| name | tools-infra-operational |
| description | Gather deployment and runtime-architecture evidence from operational config: Helm, Kustomize, Kubernetes, Terraform/OpenTofu, Docker, GitHub Actions, policy tools, SBOM, and vulnerability scanners. Use when a target ships deploy units and you need runtime topology, deploy-time coupling, config drift, CI/CD, or supply-chain evidence for architecture review. NOT for application source graphs (use tools-codegraph or the language tool skills). |
Infrastructure / operational tools
A system's architecture includes how it deploys and runs. These tools turn
manifests into evidence about deploy units, runtime topology, deploy-time
coupling, and supply-chain risk — the operational and security dimensions a
source-only review would miss.
Evidence dimensions: operational and security/supply-chain.
When to use
Use when the system map finds Helm charts, Kustomize bases, raw k8s manifests,
Terraform/OpenTofu, Dockerfiles, CI workflows, policy files, or SBOM/vulnerability
scan inputs. Render and validate before judging — a chart's values determine the
real topology, not the template text. Never apply, deploy, delete, or destroy
infrastructure unless the user explicitly approves that separate action.
Commands
helm template ./chart -f values.yaml | kubeconform -strict -
helm lint ./chart
kustomize build overlays/prod | kubeconform -strict -
kubeconform -strict -summary manifests/
kube-linter lint manifests/
TF_DATA_DIR=${TMPDIR:-/tmp}/terraform-data terraform init -backend=false -input=false -lockfile=readonly
terraform validate
tflint --recursive
tfsec .
hadolint Dockerfile
trivy config Dockerfile
actionlint
zizmor .github/workflows
conftest test manifests/ -p policy/
opa eval ...
syft dir:. -o spdx-json
grype dir:.
Evidence output
Record:
dimension: operational or security/supply-chain.
source: command, deploy unit, values/overlay/backend context, and scanner DB date when relevant.
facts: rendered topology, validation findings, policy violations, vuln/SBOM summary, or clean scope.
limits: unrendered templates, missing values, offline/stale scanner DB, or no cluster-runtime evidence.
Confidence impact
- Rendered-then-validated manifests are direct operational evidence:
tools_used, supports claims about deploy units, replica/topology coupling,
and config drift. Judging from un-rendered templates is weaker — note it.
trivy/grype/govulncheck-class output is security/supply-chain evidence;
cite the component and severity, summarize counts, never paste the full table.
- An existing CI step running kubeconform / conftest / tfsec is an enforced
operational fitness check — count it toward
architecture_fitness.
Failure and missing-tool handling
- Tool missing → record the operational (or security) dimension
tools_missing
with an install hint; fall back to reading the manifests directly and label
the topology claims as un-validated hypotheses.
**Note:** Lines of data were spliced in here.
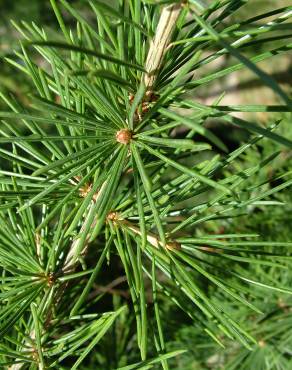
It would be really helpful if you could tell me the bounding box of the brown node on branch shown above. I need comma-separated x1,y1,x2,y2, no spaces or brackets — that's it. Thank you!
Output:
116,128,133,145
166,241,181,251
258,339,266,348
71,176,99,202
106,211,120,222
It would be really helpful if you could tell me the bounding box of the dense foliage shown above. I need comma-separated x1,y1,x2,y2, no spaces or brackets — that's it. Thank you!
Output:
0,0,292,370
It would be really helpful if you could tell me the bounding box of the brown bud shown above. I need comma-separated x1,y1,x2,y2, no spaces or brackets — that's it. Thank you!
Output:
116,128,133,145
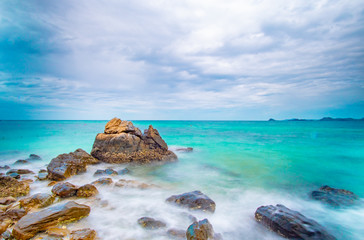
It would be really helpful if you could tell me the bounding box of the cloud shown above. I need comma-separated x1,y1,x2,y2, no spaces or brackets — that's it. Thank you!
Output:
0,0,364,119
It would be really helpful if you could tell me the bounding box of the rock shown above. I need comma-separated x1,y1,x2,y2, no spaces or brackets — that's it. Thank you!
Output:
115,179,158,189
186,219,222,240
167,228,186,239
71,228,96,240
166,191,216,213
19,193,55,211
176,147,193,152
47,149,99,181
6,169,34,175
311,186,359,207
91,178,113,185
52,182,78,198
138,217,167,229
91,118,177,164
13,201,91,240
0,197,16,205
94,168,119,176
255,204,335,240
0,176,30,198
77,184,99,198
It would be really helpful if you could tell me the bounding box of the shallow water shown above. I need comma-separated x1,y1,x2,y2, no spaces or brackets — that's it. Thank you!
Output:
0,121,364,240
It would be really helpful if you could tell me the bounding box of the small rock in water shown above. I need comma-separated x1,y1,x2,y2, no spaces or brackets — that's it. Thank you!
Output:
71,228,96,240
255,204,335,240
166,191,216,213
52,182,78,198
311,186,359,207
138,217,167,229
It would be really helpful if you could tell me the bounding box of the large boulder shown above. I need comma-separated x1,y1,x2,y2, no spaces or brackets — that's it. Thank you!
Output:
0,176,30,198
91,118,177,164
311,186,359,207
166,191,216,213
47,149,99,181
255,204,335,240
13,201,91,240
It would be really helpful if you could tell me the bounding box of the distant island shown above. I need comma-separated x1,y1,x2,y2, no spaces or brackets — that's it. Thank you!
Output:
268,117,364,122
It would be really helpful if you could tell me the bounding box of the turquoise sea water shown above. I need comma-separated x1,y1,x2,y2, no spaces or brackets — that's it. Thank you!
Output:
0,121,364,239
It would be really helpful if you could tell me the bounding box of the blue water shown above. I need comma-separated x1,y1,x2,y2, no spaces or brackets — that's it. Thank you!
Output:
0,121,364,239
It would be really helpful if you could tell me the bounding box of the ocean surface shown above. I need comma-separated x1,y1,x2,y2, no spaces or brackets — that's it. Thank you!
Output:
0,121,364,240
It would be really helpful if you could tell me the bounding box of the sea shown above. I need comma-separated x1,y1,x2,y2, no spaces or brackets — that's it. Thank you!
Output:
0,121,364,240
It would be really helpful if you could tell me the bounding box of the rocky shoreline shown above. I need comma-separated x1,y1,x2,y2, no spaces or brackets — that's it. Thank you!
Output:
0,118,359,240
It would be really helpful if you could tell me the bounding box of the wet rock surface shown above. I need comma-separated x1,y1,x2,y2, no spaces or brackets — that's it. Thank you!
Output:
138,217,167,229
0,176,30,198
13,201,90,240
311,186,359,207
47,149,99,181
91,118,177,164
255,204,336,240
166,191,216,213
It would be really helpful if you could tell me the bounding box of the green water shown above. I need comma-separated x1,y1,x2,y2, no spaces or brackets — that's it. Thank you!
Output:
0,121,364,239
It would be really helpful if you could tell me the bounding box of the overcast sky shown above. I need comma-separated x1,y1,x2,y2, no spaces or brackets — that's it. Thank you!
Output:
0,0,364,120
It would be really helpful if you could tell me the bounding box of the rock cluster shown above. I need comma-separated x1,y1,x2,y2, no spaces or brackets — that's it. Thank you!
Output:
91,118,177,164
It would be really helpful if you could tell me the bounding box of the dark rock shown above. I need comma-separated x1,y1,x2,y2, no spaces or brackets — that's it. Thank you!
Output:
91,178,113,185
176,147,193,152
186,219,222,240
47,149,99,181
138,217,167,229
0,176,29,198
13,201,91,240
52,182,78,198
71,228,96,240
255,204,335,240
166,191,216,213
311,186,359,207
91,118,177,164
77,184,99,198
94,168,119,176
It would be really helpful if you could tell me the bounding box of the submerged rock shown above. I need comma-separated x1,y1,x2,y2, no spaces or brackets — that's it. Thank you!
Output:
70,228,96,240
138,217,167,229
13,201,91,240
47,149,99,181
91,118,177,164
166,191,216,213
0,176,30,198
255,204,335,240
311,186,359,207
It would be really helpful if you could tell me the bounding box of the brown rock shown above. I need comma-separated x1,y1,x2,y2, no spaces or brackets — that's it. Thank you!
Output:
71,228,96,240
52,182,78,198
13,201,91,240
47,149,99,181
77,184,99,198
91,118,177,164
0,176,29,198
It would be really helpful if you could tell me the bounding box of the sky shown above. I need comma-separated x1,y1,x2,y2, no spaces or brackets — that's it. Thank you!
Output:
0,0,364,120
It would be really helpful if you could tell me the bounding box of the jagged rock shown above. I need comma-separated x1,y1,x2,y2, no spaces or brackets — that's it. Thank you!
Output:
311,186,359,207
77,184,99,198
91,178,113,185
13,201,91,240
19,193,55,211
52,182,78,198
115,179,158,189
166,191,216,213
0,176,29,198
47,149,99,181
91,118,177,164
71,228,96,240
138,217,167,229
186,219,222,240
255,204,335,240
94,168,119,176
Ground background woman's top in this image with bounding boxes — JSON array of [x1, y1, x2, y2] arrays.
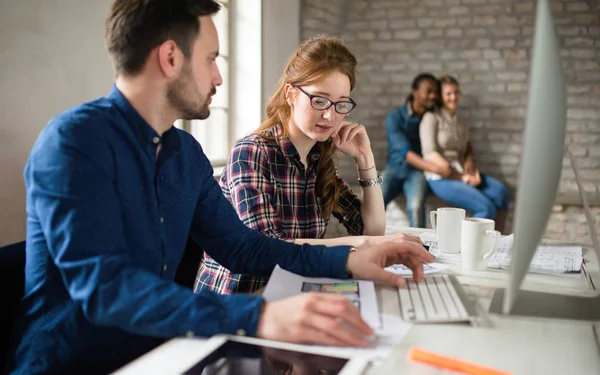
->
[[420, 108, 469, 180], [194, 125, 364, 294]]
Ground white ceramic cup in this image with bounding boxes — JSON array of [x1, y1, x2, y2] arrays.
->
[[429, 207, 465, 253], [461, 218, 500, 271]]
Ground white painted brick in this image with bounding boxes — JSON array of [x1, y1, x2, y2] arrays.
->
[[390, 19, 417, 29], [394, 29, 423, 40], [475, 38, 492, 48], [483, 49, 500, 60], [301, 0, 600, 244], [448, 6, 469, 16], [473, 16, 497, 26]]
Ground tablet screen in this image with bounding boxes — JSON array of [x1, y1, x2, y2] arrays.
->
[[184, 341, 348, 375]]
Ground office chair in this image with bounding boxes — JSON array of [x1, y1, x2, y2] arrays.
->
[[0, 241, 25, 372]]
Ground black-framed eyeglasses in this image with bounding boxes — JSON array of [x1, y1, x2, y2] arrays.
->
[[292, 85, 356, 115]]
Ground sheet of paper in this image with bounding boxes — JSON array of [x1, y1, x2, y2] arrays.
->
[[419, 232, 461, 264], [385, 262, 450, 276], [488, 234, 583, 277], [263, 266, 381, 329]]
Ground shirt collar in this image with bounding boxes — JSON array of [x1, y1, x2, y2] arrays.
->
[[439, 108, 457, 123], [107, 85, 181, 152], [268, 124, 320, 162], [406, 100, 414, 117]]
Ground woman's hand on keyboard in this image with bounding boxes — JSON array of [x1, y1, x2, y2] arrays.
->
[[358, 233, 423, 249], [346, 240, 434, 286]]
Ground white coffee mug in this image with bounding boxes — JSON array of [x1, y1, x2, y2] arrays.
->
[[461, 218, 500, 271], [429, 207, 465, 253]]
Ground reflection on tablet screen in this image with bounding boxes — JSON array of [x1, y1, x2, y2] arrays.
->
[[184, 341, 348, 375]]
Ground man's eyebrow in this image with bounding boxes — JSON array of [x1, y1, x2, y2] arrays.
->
[[313, 91, 350, 99]]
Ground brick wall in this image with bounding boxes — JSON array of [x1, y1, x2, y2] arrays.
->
[[301, 0, 600, 242]]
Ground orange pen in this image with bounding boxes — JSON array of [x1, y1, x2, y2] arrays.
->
[[408, 347, 511, 375]]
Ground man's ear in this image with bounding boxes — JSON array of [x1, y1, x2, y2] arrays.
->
[[158, 40, 184, 79]]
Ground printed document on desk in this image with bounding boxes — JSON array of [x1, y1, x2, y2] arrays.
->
[[263, 266, 381, 329], [419, 232, 461, 264], [385, 262, 450, 276], [488, 234, 583, 277], [263, 266, 412, 359]]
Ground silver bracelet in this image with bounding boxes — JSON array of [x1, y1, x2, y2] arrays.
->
[[358, 171, 383, 187]]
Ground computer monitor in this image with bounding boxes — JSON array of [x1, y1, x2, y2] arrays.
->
[[490, 0, 600, 320]]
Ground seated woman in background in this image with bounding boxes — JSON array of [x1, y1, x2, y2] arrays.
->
[[420, 76, 510, 231], [194, 37, 420, 294]]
- Some linters and scanners return nonzero when they find violations or
vulnerabilities. Inspect output before labeling the command
tools_failed;
finding output is evidence. Reserve tools_failed for tool/runtime/config
failure.
helm template / terraform validate failing on missing values or
uninitialized backend → tools_failed (config state), not "valid." Note what
was missing. If initialization writes local state or cache, redirect it to
$TMPDIR or ask before writing into the target repo.
- Scanners need network for advisory DBs; an offline run with a stale DB is a
coverage limit — record the DB date.
When to stop
Render + validate once per deploy unit, then run one supply-chain scan. Stop and
record coverage once topology and the vuln summary are established — don't run
trivy and grype and a manual audit for the same answer. Cluster-runtime
questions you can't answer from manifests (actual running state) are a coverage
gap, not something to infer.
Hard rules
- Render Helm/Kustomize before judging topology; template text is not the
deployed shape.
- Do not run
kubectl apply, helm upgrade, terraform apply, tofu apply,
delete, or destroy commands without explicit user approval.
- Redirect tool caches/state such as Terraform
.terraform data to $TMPDIR,
or ask before writing generated operational artifacts into the target repo.
- Distinguish an enforced CI validation step (raises fitness) from a recommended
one.
- Summarize scanner output; cite component + severity, never dump the table.
- Use the CLIs; do not reimplement manifest validation in package code.